Review: Blood Brothers at the Marlowe Theatre

As musicals go, this one probably needs little introduction. Willy Russell’s Blood Brothers began life as a school play, and opened in the West End in 1983, before running for 24 years from 1988. I still remember it as the only show that’s ever caused me to openly sob throughout the curtain call, and I’m sad that I only got to see it once before it closed in 2012.

But hurrah! Blood Brothers is back, and embarking on a national tour, which kicked off at Wimbledon last week, before transferring to the Marlowe in Canterbury. Directed by Bob Tomson, it stars Marti Pellow (who old folk like me remember from his Wet Wet Wet days) as the narrator and Maureen Nolan as Mrs Johnstone, a struggling single mother who agrees to give one of her newborn twins away to her wealthy employer. The two boys grow up in very different surroundings, but somehow keep finding each other, with ultimately heartbreaking consequences.

Blood Brothers

But in case you think that all sounds a bit depressing, never fear, because Blood Brothers is also one of the funniest shows I’ve seen in ages. It’s set in Liverpool, with a cheeky Scouse personality, and doesn’t take itself too seriously – the script is happy to acknowledge the fact that the same actors are playing more than one part. But perhaps the most enjoyable aspect of Blood Brothers is the way it has adult actors playing the characters throughout their lives, beginning at age 7 (nearly 8). It sounds like it shouldn’t work, but it totally does – the cast capture brilliantly all the mannerisms of children, and after a while you completely forget they’re grown ups in kids’ clothes. And then when they do grow up, and graduate from toy guns to real ones, you find you really care what happens to them.

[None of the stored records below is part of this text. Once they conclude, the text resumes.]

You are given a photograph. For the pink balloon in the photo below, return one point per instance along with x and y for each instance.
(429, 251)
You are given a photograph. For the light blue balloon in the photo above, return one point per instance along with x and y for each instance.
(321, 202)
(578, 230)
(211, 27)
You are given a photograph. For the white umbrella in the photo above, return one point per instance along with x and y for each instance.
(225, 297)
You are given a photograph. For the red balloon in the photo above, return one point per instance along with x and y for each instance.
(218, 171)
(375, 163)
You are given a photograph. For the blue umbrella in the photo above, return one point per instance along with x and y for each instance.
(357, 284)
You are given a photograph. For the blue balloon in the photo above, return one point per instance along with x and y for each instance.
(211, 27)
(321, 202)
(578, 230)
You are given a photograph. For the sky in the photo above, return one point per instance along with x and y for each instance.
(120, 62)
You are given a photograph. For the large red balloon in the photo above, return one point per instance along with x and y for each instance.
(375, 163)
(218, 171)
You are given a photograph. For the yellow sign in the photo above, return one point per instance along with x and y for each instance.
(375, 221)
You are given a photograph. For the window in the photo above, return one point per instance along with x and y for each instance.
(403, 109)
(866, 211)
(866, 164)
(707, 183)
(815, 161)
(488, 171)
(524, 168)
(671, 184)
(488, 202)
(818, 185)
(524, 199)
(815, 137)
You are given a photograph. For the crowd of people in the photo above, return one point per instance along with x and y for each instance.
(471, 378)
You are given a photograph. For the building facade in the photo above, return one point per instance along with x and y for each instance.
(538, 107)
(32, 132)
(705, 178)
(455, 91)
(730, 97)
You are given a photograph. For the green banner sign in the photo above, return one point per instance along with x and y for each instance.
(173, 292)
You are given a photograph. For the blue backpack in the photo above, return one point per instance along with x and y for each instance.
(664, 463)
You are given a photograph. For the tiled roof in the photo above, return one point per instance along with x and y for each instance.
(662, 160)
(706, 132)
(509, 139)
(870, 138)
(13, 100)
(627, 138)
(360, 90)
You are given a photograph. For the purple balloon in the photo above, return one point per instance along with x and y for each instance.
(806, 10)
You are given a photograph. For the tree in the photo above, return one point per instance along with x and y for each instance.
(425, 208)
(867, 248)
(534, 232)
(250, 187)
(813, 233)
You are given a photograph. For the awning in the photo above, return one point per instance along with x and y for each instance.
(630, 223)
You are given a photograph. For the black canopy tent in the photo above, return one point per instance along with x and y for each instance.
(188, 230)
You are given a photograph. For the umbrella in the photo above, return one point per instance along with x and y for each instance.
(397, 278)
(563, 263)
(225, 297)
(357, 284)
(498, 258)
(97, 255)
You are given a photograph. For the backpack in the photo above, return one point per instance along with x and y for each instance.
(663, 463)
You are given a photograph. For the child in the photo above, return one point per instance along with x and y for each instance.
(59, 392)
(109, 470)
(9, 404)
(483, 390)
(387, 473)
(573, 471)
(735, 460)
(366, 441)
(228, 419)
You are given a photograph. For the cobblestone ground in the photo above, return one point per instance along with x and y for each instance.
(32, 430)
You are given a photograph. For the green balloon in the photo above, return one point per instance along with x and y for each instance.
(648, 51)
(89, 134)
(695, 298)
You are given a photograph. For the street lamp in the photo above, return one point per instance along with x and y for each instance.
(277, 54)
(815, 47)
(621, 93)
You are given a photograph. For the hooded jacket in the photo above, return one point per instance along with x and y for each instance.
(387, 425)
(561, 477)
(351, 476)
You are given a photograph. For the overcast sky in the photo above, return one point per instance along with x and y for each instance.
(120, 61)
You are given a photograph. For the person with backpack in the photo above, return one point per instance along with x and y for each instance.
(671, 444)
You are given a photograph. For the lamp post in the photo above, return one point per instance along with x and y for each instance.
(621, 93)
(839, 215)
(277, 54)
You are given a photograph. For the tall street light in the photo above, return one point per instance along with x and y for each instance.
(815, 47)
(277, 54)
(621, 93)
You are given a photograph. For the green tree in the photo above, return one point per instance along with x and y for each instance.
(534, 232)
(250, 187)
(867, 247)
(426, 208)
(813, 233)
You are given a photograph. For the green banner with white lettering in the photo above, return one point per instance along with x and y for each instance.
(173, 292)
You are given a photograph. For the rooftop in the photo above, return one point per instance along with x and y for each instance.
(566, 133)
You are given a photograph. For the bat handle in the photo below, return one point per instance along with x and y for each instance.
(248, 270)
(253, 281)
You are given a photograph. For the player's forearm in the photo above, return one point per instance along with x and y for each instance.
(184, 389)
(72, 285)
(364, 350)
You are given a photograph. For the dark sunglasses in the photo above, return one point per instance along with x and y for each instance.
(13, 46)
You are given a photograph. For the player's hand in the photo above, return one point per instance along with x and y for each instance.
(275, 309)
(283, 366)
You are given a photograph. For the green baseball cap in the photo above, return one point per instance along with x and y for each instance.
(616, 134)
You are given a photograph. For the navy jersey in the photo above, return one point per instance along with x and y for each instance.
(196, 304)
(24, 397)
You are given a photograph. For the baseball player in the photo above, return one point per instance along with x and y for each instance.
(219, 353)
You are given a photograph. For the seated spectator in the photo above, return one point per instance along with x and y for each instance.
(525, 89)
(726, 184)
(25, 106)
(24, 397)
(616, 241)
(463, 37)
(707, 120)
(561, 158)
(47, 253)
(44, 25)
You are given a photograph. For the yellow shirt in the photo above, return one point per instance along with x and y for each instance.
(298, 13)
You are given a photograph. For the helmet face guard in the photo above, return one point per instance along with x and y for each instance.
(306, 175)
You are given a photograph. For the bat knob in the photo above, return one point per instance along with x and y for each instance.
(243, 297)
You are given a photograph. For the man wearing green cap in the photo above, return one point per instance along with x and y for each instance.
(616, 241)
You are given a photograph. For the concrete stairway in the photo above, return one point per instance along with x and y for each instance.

Blood Brothers is an unusual musical, in that it only actually has a few songs, which are repeated throughout the show, with slight variations. Each character has one or two themes – Mrs Johnstone tells the story of her family through the recurring Marilyn Monroe, while the Narrator warns the characters of their impending doom with The Devil’s Got Your Number, and the twins, Mickey and Eddie, wish themselves into each other’s shoes with That Guy. However, that said, there are a few standalone numbers – Eddie’s wistful love song to Linda, I’m Not Saying a Word, is particularly poignant, especially given what happens next.

Blood Brothers

I was intrigued to see Marti Pellow on stage, having heard mixed reviews of his recent performance in Evita. His Narrator prowls the stage with intense eyes and moments of almost violent aggression as he reminds the two mothers of what they’ve done. Compared to some of the other characters, the Narrator doesn’t have a huge amount to do vocally, but this is a character who’s all about presence, and Pellow certainly delivers on that front. Meanwhile Maureen Nolan reprises her role as Mrs Johnstone, which I always think must be one of the most emotionally demanding parts to play, calling as it does for extremes of happiness and devastation. Like Niki Evans, who I saw in this role before, Nolan looks shattered at the curtain call, as well she might; her closing scene is one of the most powerful in musical theatre.

But while these may be the ‘headline’ members of the cast, there are plenty of other standout performances: Paula Tappenden is brilliant as the well to do Mrs Lyons, descending into madness as a result of her own made-up superstition. And I doubt there was anyone in the theatre who didn’t leave a little bit in love with Sean Jones, who plays Mickey, the ultimate cheeky chappy. Joel Benedict and Danielle Corlass complete the trio of inseparable friends who ultimately – and perhaps predictably – find themselves embroiled in a love triangle.

Blood Brothers
Picture: Lorne Campbell / Guzelian

If you’ve seen Blood Brothers before, you’ll know it’s brilliant. If you haven’t, I urge you to seize this second chance to catch it. It’s a story about family, and the enduring debate over nature versus nurture. And despite being written in the 1980s, it still feels very contemporary, with its questions about class and poverty. With great music and memorable characters, this is a show not to be missed.

Blood Brothers is at the Marlowe Theatre in Canterbury until 26th September.